Stimulation of Cell Migration by Flagellin Through the p38 MAP Kinase Pathway in Cultured Intestinal Epithelial Cells

Toll‐like receptor 5 (TLR5) is a receptor for flagellin and is present on the basolateral surface of intestinal epithelial cells. However, the pathological roles of TLR5 in intestinal epithelial cells are not clear at present.
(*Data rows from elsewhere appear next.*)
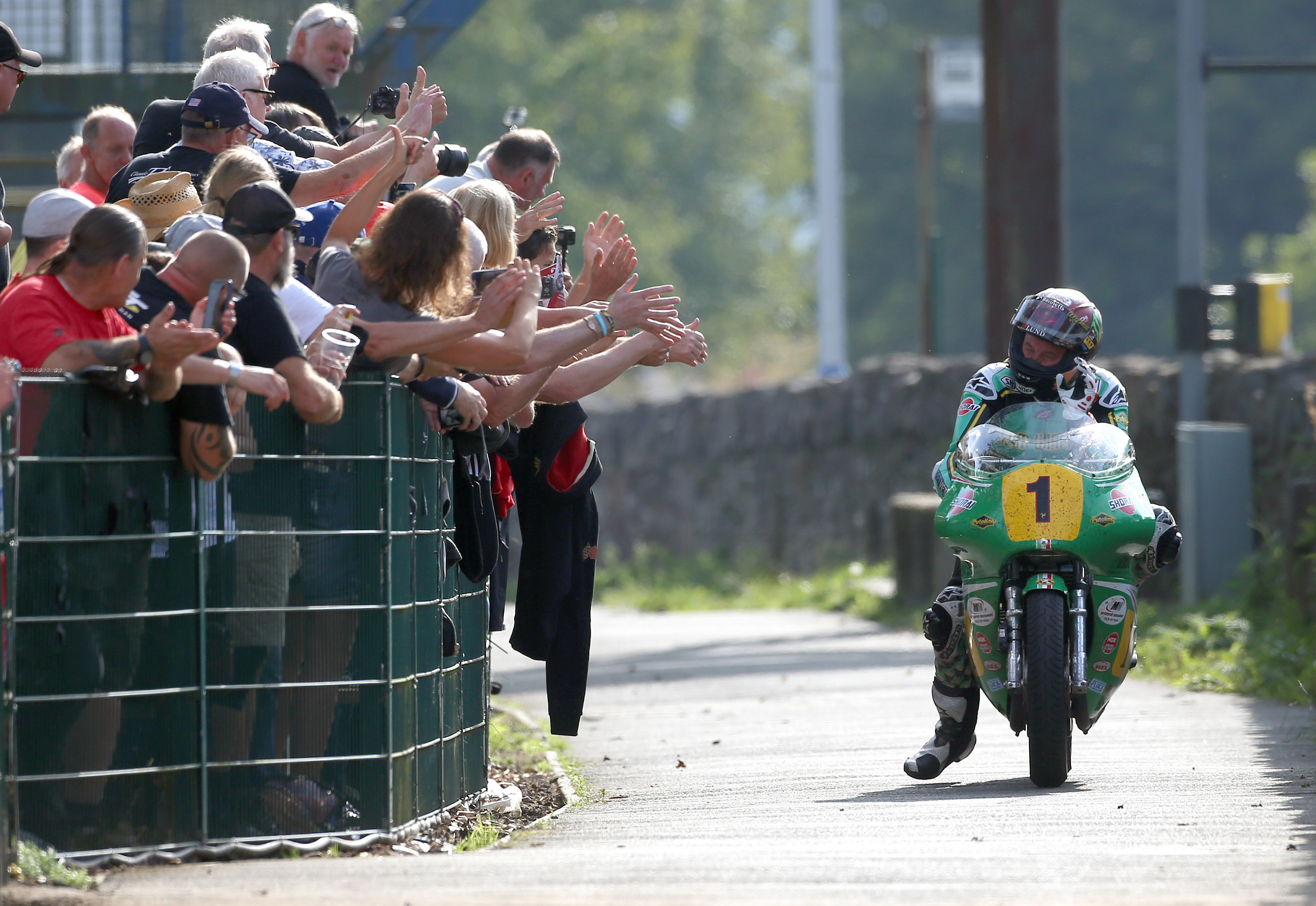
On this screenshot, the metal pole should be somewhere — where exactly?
[1178,0,1207,422]
[809,0,850,377]
[919,42,937,355]
[981,0,1065,357]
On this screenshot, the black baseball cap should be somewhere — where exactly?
[0,22,41,66]
[224,179,313,235]
[182,81,270,135]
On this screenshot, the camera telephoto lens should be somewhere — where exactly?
[437,145,471,176]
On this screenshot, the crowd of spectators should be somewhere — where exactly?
[0,3,707,847]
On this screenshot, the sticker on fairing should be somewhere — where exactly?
[964,598,996,626]
[1096,594,1129,626]
[946,488,974,518]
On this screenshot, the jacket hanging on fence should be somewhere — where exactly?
[512,402,603,737]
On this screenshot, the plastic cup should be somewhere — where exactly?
[308,328,361,387]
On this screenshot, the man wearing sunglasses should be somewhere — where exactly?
[105,81,283,204]
[0,22,41,285]
[270,3,361,133]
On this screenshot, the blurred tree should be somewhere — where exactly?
[400,0,1316,381]
[432,0,813,381]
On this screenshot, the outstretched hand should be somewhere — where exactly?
[607,274,680,335]
[516,192,566,243]
[142,303,220,368]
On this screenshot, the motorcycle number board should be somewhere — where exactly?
[1000,463,1083,540]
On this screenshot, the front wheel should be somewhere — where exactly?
[1024,589,1073,786]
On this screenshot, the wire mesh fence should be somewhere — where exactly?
[0,375,488,860]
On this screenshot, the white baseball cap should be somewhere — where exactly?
[22,189,96,240]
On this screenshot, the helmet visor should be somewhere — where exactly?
[1011,296,1092,350]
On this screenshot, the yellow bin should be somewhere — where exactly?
[1249,274,1294,355]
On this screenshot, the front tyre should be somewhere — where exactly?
[1024,589,1073,786]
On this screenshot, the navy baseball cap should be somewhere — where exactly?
[183,81,270,135]
[0,22,41,66]
[297,201,366,249]
[224,179,312,235]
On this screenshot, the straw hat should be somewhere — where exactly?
[116,169,201,242]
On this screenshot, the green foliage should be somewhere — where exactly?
[9,840,92,890]
[432,0,811,380]
[1138,521,1316,704]
[400,0,1316,368]
[595,549,908,625]
[457,817,503,852]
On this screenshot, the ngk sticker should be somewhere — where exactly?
[1096,594,1129,626]
[1111,488,1138,514]
[964,598,996,626]
[946,488,974,518]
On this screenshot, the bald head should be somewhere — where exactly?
[159,230,251,305]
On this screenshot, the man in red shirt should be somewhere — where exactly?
[0,205,220,400]
[69,104,137,204]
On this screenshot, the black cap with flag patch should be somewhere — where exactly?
[0,22,41,66]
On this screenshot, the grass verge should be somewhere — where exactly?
[9,840,92,890]
[596,536,1316,705]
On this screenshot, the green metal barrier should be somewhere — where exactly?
[0,375,490,861]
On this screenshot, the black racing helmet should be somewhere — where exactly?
[1010,288,1101,387]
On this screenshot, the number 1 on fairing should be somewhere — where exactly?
[1024,475,1051,522]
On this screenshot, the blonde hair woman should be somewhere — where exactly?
[201,146,276,217]
[449,179,516,267]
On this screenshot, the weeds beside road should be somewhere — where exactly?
[597,542,1316,705]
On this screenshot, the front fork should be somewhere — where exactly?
[1004,564,1090,693]
[1069,563,1090,693]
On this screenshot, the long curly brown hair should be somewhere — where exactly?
[355,189,471,317]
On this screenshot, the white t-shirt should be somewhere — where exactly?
[425,159,494,192]
[274,280,333,344]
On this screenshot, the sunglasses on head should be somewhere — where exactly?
[301,16,348,32]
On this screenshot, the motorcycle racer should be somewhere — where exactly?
[904,288,1182,780]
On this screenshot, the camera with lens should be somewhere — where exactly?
[434,145,471,176]
[368,85,401,120]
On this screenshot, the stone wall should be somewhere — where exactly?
[587,354,1316,571]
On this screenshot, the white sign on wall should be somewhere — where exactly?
[929,38,983,121]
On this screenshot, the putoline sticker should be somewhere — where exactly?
[964,598,996,626]
[946,488,974,517]
[1096,594,1129,626]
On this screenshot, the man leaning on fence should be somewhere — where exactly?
[0,205,220,400]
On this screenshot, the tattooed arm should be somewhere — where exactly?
[178,420,234,481]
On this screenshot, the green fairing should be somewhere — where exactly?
[936,402,1156,720]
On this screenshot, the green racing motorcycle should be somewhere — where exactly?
[936,402,1156,786]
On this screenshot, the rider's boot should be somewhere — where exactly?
[904,585,979,780]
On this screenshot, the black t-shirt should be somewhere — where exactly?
[270,59,343,140]
[133,97,316,158]
[105,145,301,204]
[119,267,233,427]
[228,274,305,368]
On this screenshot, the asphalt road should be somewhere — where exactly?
[20,607,1316,906]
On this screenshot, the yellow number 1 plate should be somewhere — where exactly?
[1000,463,1083,540]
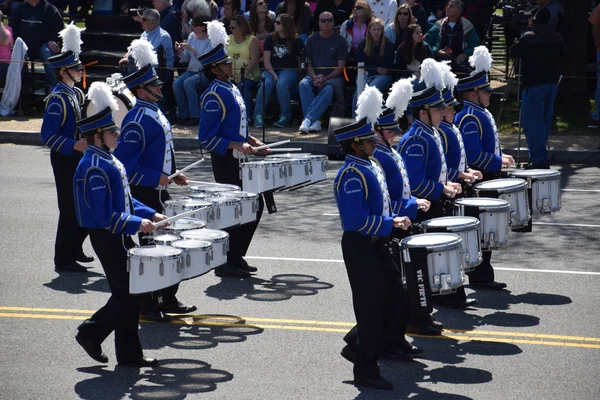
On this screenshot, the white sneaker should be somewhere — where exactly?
[308,120,321,133]
[299,118,311,133]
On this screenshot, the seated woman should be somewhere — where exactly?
[227,15,260,123]
[384,4,416,49]
[394,24,433,78]
[352,18,395,115]
[173,17,212,126]
[254,13,304,128]
[275,0,312,43]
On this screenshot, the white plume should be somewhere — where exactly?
[439,61,458,91]
[385,78,413,119]
[58,22,84,56]
[206,20,229,49]
[419,58,446,91]
[87,82,119,111]
[127,39,158,69]
[469,46,493,75]
[356,86,383,124]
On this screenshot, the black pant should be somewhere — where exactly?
[210,150,265,265]
[78,229,142,362]
[50,151,88,265]
[131,186,179,313]
[342,232,408,378]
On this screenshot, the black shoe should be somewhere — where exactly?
[160,301,197,314]
[215,263,252,278]
[340,344,356,364]
[75,332,108,364]
[406,325,442,336]
[77,252,95,262]
[54,262,87,272]
[354,377,394,390]
[119,357,158,368]
[469,281,506,290]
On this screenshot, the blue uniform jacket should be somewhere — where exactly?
[454,101,502,172]
[41,82,83,156]
[373,144,418,220]
[198,79,248,155]
[397,119,444,200]
[438,121,460,182]
[73,146,156,235]
[114,99,175,188]
[333,155,393,236]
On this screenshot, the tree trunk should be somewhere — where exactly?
[556,0,590,119]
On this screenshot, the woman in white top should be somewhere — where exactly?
[173,17,212,126]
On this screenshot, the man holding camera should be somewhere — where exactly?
[510,8,567,168]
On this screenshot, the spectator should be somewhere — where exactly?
[510,8,567,168]
[227,15,260,122]
[404,0,429,35]
[275,0,312,42]
[10,0,65,87]
[254,13,304,128]
[352,18,396,115]
[425,0,479,72]
[311,0,354,32]
[298,11,348,134]
[385,4,416,49]
[173,17,212,126]
[368,0,398,25]
[244,0,275,44]
[340,0,373,60]
[394,24,433,78]
[0,11,13,82]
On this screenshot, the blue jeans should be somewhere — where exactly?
[173,71,208,118]
[521,83,558,163]
[237,78,258,119]
[352,75,394,117]
[298,75,344,124]
[254,69,298,121]
[592,51,600,121]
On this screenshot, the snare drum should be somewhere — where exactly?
[172,239,214,280]
[181,229,229,268]
[508,169,561,214]
[240,160,285,193]
[206,197,242,229]
[422,217,483,272]
[475,178,531,229]
[400,233,465,295]
[221,190,258,224]
[454,197,510,250]
[127,246,182,294]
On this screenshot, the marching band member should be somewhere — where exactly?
[454,46,515,290]
[334,87,420,390]
[41,24,94,272]
[115,39,196,321]
[397,59,462,335]
[198,21,268,278]
[71,82,166,367]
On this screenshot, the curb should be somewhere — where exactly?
[0,131,600,165]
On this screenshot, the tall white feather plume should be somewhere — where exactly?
[206,20,229,49]
[385,78,413,119]
[419,58,446,91]
[356,86,383,124]
[469,46,493,75]
[87,82,119,111]
[58,22,84,56]
[127,39,158,69]
[439,61,458,91]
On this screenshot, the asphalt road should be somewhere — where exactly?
[0,145,600,400]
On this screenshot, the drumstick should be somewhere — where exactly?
[169,158,204,179]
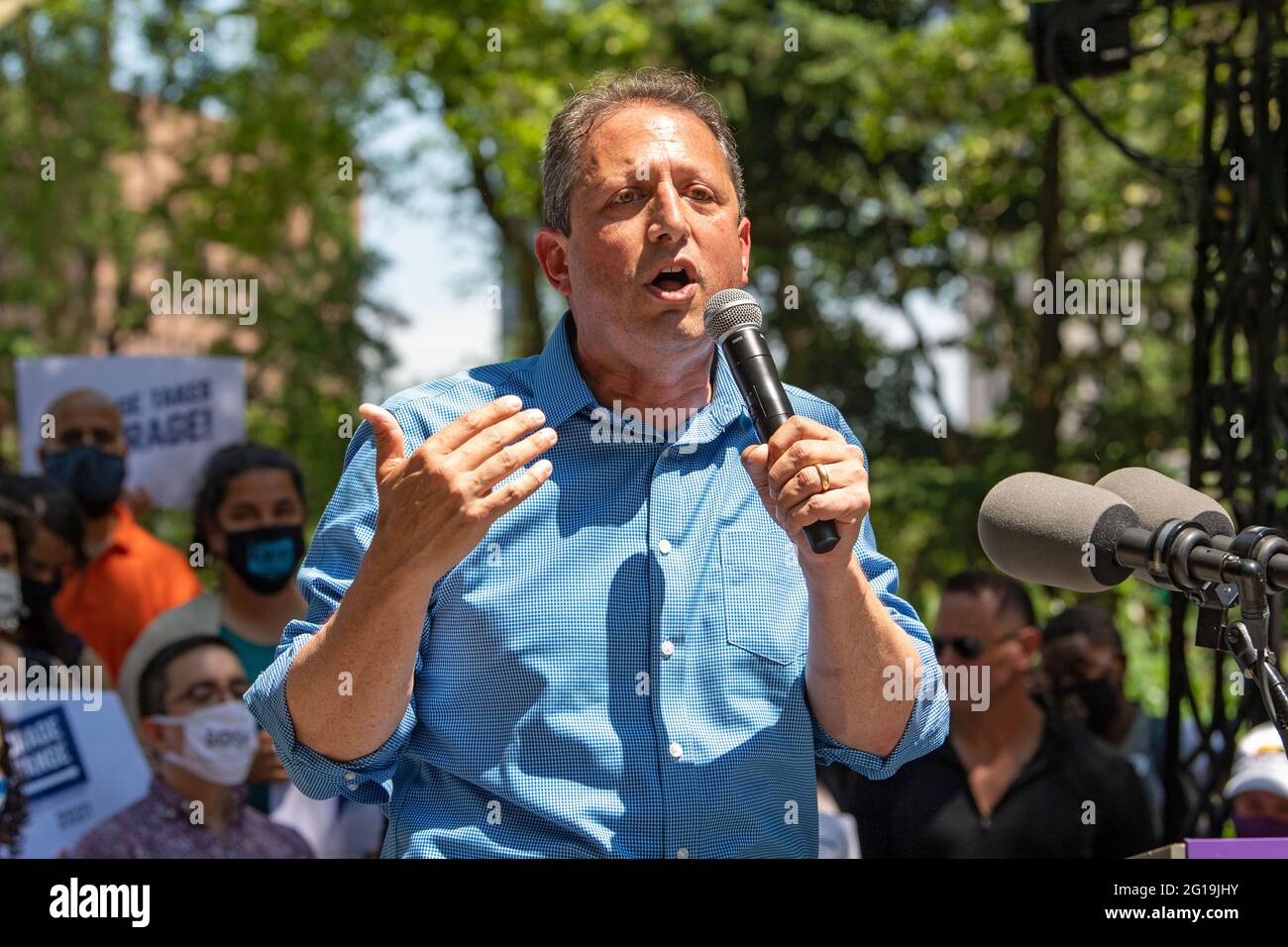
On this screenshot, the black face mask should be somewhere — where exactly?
[46,445,125,519]
[22,576,63,614]
[224,526,304,595]
[1059,678,1120,737]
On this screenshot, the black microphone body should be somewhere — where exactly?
[708,290,841,554]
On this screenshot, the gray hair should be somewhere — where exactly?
[541,68,747,233]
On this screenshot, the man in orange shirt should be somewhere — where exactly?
[40,389,201,679]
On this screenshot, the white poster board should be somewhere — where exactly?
[0,690,152,858]
[17,356,246,509]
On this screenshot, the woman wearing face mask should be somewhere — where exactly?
[0,710,27,858]
[0,474,112,686]
[121,443,305,813]
[72,635,313,858]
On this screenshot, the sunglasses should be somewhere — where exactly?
[930,625,1024,661]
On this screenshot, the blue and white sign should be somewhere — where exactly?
[0,690,152,858]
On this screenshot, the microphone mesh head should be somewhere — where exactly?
[702,290,764,342]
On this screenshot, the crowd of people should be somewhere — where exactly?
[0,390,1288,858]
[0,390,385,858]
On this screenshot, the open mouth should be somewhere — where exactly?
[645,263,698,303]
[652,266,693,292]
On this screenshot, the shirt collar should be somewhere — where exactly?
[532,309,743,443]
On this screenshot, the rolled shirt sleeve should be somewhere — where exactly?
[806,404,948,780]
[245,403,429,804]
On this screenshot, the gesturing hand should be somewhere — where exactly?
[358,394,558,581]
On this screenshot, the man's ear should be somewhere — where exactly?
[532,227,572,297]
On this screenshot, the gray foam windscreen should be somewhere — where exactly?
[1096,467,1234,536]
[978,473,1140,591]
[702,290,764,342]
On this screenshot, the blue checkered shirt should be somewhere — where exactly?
[246,313,948,858]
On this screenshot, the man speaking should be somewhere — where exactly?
[246,69,948,858]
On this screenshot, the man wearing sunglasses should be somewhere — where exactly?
[820,571,1155,858]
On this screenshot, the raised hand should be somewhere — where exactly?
[358,394,558,581]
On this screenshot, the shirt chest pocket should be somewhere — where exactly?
[720,531,808,673]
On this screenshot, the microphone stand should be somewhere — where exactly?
[1115,519,1288,750]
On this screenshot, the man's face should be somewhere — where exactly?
[141,646,250,751]
[42,399,125,456]
[537,103,751,365]
[935,591,1037,702]
[1042,634,1126,736]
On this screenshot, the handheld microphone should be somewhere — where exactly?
[703,290,841,554]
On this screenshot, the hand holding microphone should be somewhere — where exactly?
[703,288,855,562]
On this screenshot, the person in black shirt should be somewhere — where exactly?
[820,571,1156,858]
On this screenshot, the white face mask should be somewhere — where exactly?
[152,701,259,786]
[0,573,22,631]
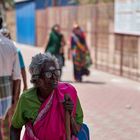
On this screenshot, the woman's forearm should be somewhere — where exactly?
[71,117,81,135]
[10,126,21,140]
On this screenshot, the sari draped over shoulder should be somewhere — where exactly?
[23,83,77,140]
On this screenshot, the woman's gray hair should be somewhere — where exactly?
[29,53,59,82]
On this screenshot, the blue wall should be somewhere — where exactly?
[16,1,36,45]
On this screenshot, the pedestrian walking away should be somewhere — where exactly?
[45,24,66,79]
[71,25,92,82]
[1,28,28,91]
[10,53,89,140]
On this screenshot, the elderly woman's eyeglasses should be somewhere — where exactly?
[44,69,61,78]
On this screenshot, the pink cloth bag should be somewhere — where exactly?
[23,83,77,140]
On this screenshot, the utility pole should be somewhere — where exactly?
[95,0,99,68]
[52,0,57,6]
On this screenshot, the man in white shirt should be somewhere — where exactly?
[0,18,20,140]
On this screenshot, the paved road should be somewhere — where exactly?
[20,46,140,140]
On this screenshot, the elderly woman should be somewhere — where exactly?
[10,53,89,140]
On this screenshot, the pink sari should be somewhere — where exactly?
[23,83,77,140]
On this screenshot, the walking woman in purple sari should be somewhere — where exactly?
[71,25,92,82]
[10,53,89,140]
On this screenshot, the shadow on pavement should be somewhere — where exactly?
[61,81,106,85]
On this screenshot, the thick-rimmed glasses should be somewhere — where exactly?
[44,69,61,78]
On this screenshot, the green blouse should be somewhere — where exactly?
[12,88,83,128]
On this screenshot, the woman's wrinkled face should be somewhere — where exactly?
[42,63,60,89]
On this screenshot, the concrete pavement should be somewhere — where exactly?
[18,45,140,140]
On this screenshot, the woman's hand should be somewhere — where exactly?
[63,94,74,114]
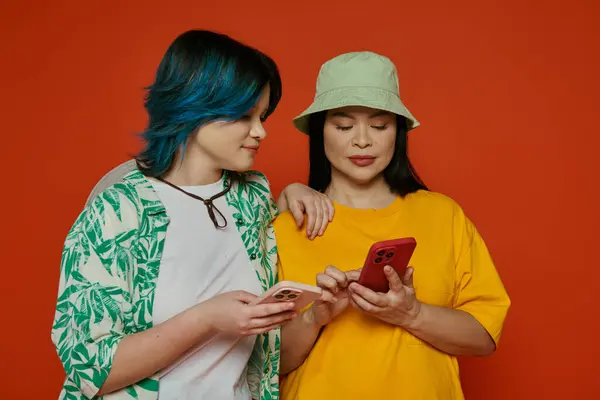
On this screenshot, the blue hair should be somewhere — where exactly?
[136,30,281,177]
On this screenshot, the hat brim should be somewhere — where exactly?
[292,87,420,134]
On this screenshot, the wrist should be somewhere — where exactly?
[300,307,323,331]
[402,302,427,332]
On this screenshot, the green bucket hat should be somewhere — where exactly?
[293,51,420,133]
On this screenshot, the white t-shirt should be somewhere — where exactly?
[153,180,261,400]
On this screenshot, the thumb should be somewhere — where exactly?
[234,290,258,304]
[402,267,415,289]
[289,201,304,228]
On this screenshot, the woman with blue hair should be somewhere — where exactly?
[52,31,332,400]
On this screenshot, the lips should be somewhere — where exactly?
[348,156,375,167]
[242,146,258,153]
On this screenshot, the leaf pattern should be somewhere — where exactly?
[52,170,281,400]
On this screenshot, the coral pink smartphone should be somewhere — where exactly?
[251,281,322,312]
[358,238,417,293]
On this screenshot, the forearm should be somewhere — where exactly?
[99,305,215,394]
[405,304,496,356]
[280,311,320,375]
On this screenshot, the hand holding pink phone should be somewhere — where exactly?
[358,238,417,293]
[251,281,322,312]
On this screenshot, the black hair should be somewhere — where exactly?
[136,30,281,177]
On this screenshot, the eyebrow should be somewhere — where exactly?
[331,110,392,119]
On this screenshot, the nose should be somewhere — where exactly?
[352,123,372,149]
[250,120,267,141]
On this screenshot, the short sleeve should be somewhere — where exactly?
[454,211,510,345]
[248,171,279,223]
[52,189,132,398]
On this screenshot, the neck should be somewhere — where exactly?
[162,146,223,186]
[325,171,397,209]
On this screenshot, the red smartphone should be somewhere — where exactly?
[358,238,417,293]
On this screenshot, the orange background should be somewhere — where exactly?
[0,0,600,400]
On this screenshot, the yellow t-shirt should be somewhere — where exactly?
[275,191,510,400]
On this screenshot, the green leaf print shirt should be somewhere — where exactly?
[52,170,280,400]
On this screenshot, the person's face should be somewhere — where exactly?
[188,85,269,172]
[323,106,396,184]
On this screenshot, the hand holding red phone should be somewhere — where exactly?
[304,266,359,327]
[348,265,421,327]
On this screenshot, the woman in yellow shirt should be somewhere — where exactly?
[275,52,510,400]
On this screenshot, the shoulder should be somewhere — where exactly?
[238,170,271,191]
[404,190,463,217]
[79,172,142,229]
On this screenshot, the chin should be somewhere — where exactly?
[225,159,254,172]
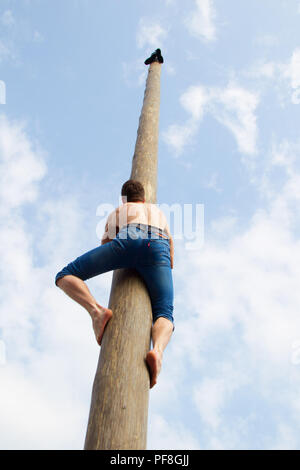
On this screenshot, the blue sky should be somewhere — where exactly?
[0,0,300,449]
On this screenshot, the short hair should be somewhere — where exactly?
[121,180,145,202]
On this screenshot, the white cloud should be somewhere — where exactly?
[184,0,216,41]
[165,137,300,448]
[163,84,259,155]
[243,47,300,104]
[0,115,107,449]
[0,114,46,212]
[283,48,300,104]
[136,18,168,49]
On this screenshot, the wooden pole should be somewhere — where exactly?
[84,62,161,450]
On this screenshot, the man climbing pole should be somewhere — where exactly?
[55,179,175,388]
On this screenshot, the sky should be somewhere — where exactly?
[0,0,300,449]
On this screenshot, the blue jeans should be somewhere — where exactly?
[55,224,175,331]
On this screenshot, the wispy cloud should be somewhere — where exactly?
[184,0,217,41]
[163,84,259,155]
[136,18,168,49]
[243,47,300,104]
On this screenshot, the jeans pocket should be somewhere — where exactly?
[145,239,171,266]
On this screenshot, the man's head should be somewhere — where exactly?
[121,180,145,202]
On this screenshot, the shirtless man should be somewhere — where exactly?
[55,180,175,388]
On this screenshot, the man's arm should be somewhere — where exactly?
[170,235,174,269]
[101,221,119,245]
[163,214,174,269]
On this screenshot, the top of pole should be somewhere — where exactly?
[144,49,164,65]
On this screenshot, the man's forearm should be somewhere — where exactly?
[170,237,174,269]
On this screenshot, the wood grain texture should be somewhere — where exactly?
[84,62,161,450]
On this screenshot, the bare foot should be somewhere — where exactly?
[90,304,112,346]
[146,349,162,388]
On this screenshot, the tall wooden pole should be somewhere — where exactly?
[84,57,161,450]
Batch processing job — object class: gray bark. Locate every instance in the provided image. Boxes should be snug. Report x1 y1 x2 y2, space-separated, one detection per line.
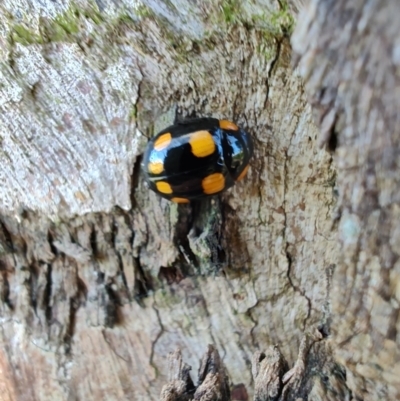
0 0 394 401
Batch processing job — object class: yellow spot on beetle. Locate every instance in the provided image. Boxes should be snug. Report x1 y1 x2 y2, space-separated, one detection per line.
171 198 190 203
219 120 239 131
147 160 164 174
154 132 172 151
236 165 249 181
189 131 215 157
156 181 172 194
201 173 225 195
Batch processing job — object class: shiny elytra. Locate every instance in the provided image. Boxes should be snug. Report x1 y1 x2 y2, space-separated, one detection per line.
143 118 253 203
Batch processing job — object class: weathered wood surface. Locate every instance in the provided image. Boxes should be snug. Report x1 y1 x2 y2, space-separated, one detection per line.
0 0 400 401
293 0 400 400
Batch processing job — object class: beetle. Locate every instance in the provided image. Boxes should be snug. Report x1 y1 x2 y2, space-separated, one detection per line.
142 118 253 203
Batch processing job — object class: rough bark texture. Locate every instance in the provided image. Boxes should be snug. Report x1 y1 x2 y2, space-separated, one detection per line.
0 0 400 401
293 0 400 400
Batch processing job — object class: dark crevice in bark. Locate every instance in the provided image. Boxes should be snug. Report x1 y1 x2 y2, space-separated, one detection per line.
0 220 15 252
28 264 40 314
286 248 311 330
116 252 131 301
47 230 58 256
63 298 79 355
149 303 164 376
173 202 199 274
158 263 187 285
104 282 122 328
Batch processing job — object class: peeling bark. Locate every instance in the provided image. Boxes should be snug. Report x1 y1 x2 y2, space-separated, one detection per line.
0 0 400 401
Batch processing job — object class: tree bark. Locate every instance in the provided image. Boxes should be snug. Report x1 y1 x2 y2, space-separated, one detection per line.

In previous reports, we demonstrated that treatment of cultured alveolar epithelial cells with flagellin activated the p38 mitogen‐activated protein kinase (MAPK) pathway and enhanced epithelial‐mesenchymal transition induced by transforming growth factor beta 1 (TGF‐β1). In translating our findings in alveolar epithelial cells to intestinal epithelial cells, we found that both flagellin and TGF‐β1 activated p38 MAPK and its downstream protein kinase, MAPK‐activated protein kinase‐2 (MAPKAPK‐2) in an IEC‐6 intestinal epithelial cell line. The phosphorylation of HSP27, one of the substrates for MAPKAPK‐2, was also increased. TGF‐β1 increased the protein level of α‐smooth muscle actin (αSMA), and flagellin enhanced the effect of TGF‐β1. A wound healing assay revealed that flagellin and TGF‐β1 stimulated the migration of cells. SB203580, an inhibitor of p38 MAPK, and an inhibitor of MAPKAPK‐2 inhibited flagellin‐stimulated migration. These results suggested that TLR5 is involved in the migration of intestinal epithelial cells through activation of the p38 MAPK pathway. J. Cell. Biochem. 117: 247–258, 2016. © 2015 Wiley Periodicals, Inc.